🤖 AI Summary
This work addresses the limitations of existing image manipulation localization methods, which primarily rely on low-level artifact detection and struggle to identify subtle yet semantically critical forgeries. To bridge this gap, we introduce a novel task—semantic manipulation localization—and present the first fine-grained benchmark dataset tailored for this purpose. We further propose TRACE, an end-to-end framework that integrates semantic anchoring, frequency-domain perturbation awareness, and joint reasoning over semantic content and spatial extent to precisely localize manipulated regions even under high semantic consistency. Experiments demonstrate that TRACE significantly outperforms current approaches on our benchmark, yielding more complete, compact, and semantically coherent localization results. This study underscores the pivotal role of semantic awareness in image forensics and establishes a new paradigm for semantics-driven manipulation localization.
📝 Abstract
Image Manipulation Localization (IML) aims to identify edited regions in an image. However, with the increasing use of modern image editing and generative models, many manipulations no longer exhibit obvious low-level artifacts. Instead, they often involve subtle but meaning-altering edits to an object's attributes, state, or relationships while remaining highly consistent with the surrounding content. This makes conventional IML methods less effective because they mainly rely on artifact detection rather than semantic sensitivity. To address this issue, we introduce Semantic Manipulation Localization (SML), a new task that focuses on localizing subtle semantic edits that significantly change image interpretation.
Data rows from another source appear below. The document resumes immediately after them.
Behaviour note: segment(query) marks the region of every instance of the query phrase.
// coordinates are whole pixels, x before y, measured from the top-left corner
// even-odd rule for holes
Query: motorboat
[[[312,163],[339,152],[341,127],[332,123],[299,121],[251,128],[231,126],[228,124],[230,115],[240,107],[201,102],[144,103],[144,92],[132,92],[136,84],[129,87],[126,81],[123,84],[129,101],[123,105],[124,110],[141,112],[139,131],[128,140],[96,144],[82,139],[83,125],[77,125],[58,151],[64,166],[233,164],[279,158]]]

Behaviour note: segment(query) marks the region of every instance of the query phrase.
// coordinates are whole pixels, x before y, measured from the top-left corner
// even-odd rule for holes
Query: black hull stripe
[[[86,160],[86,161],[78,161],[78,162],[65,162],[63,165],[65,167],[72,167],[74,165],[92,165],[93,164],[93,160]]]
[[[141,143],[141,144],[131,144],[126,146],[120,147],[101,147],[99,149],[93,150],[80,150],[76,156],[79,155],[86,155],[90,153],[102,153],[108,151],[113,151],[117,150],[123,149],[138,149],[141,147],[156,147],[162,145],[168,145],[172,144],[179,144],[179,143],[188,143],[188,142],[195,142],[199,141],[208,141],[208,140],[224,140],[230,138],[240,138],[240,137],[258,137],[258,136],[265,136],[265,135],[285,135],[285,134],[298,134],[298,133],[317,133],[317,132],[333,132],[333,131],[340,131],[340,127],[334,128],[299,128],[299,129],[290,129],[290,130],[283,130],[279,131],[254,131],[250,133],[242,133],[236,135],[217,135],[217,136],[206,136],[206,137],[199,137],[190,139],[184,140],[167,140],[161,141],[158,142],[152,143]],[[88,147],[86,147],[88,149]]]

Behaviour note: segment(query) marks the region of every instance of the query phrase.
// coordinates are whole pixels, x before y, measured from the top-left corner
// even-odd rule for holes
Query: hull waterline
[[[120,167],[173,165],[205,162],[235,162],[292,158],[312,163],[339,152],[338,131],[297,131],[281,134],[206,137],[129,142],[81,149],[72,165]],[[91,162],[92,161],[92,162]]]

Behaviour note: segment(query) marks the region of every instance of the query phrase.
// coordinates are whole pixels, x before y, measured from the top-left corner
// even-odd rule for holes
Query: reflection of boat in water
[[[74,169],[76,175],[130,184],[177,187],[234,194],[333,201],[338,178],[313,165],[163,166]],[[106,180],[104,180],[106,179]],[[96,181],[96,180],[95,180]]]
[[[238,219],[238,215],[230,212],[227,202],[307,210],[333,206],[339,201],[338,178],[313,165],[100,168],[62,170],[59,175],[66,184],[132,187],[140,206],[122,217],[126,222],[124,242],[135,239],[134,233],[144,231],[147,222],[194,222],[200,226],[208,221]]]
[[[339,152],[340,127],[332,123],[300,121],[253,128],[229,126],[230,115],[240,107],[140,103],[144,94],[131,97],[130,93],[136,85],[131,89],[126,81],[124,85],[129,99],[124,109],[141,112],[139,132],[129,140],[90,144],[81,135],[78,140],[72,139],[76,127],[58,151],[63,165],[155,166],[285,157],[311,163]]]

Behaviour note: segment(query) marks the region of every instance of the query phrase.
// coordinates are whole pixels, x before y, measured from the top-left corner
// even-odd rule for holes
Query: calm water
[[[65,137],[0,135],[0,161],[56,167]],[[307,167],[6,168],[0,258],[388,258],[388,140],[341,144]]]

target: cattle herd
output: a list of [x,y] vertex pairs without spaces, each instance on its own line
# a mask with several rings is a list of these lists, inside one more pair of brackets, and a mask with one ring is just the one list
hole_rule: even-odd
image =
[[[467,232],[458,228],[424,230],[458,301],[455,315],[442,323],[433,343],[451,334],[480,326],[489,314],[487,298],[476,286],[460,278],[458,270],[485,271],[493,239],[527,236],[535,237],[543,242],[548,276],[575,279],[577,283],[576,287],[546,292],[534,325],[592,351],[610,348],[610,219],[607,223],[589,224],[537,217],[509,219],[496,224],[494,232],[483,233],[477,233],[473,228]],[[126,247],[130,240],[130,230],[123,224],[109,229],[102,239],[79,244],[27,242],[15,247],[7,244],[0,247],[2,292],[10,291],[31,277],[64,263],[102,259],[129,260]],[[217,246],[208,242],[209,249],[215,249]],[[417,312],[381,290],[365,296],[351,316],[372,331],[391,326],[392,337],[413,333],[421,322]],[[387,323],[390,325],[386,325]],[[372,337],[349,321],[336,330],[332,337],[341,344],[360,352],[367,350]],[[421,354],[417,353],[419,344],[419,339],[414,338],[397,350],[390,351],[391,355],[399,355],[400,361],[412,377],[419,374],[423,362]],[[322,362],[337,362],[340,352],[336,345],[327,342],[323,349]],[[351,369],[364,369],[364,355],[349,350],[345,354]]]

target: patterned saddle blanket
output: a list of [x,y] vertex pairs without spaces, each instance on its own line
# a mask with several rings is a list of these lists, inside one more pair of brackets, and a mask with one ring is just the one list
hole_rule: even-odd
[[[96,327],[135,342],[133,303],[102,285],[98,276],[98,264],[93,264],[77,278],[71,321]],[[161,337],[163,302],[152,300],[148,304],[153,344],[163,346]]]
We further construct a dedicated fine-grained benchmark for SML using a semantics-driven manipulation pipeline with pixel-level annotations. Based on this task, we propose TRACE (Targeted Reasoning of Attributed Cognitive Edits), an end-to-end framework that models semantic sensitivity through three progressively coupled components: semantic anchoring, semantic perturbation sensing, and semantic-constrained reasoning. Specifically, TRACE first identifies semantically meaningful regions that support image understanding, then injects perturbation-sensitive frequency cues to capture subtle edits under strong visual consistency, and finally verifies candidate regions through joint reasoning over semantic content and semantic scope. Extensive experiments show that TRACE consistently outperforms existing IML methods on our benchmark and produces more complete, compact, and semantically coherent localization results. These results demonstrate the necessity of moving beyond artifact-based localization and provide a new direction for image forensics in complex semantic editing scenarios.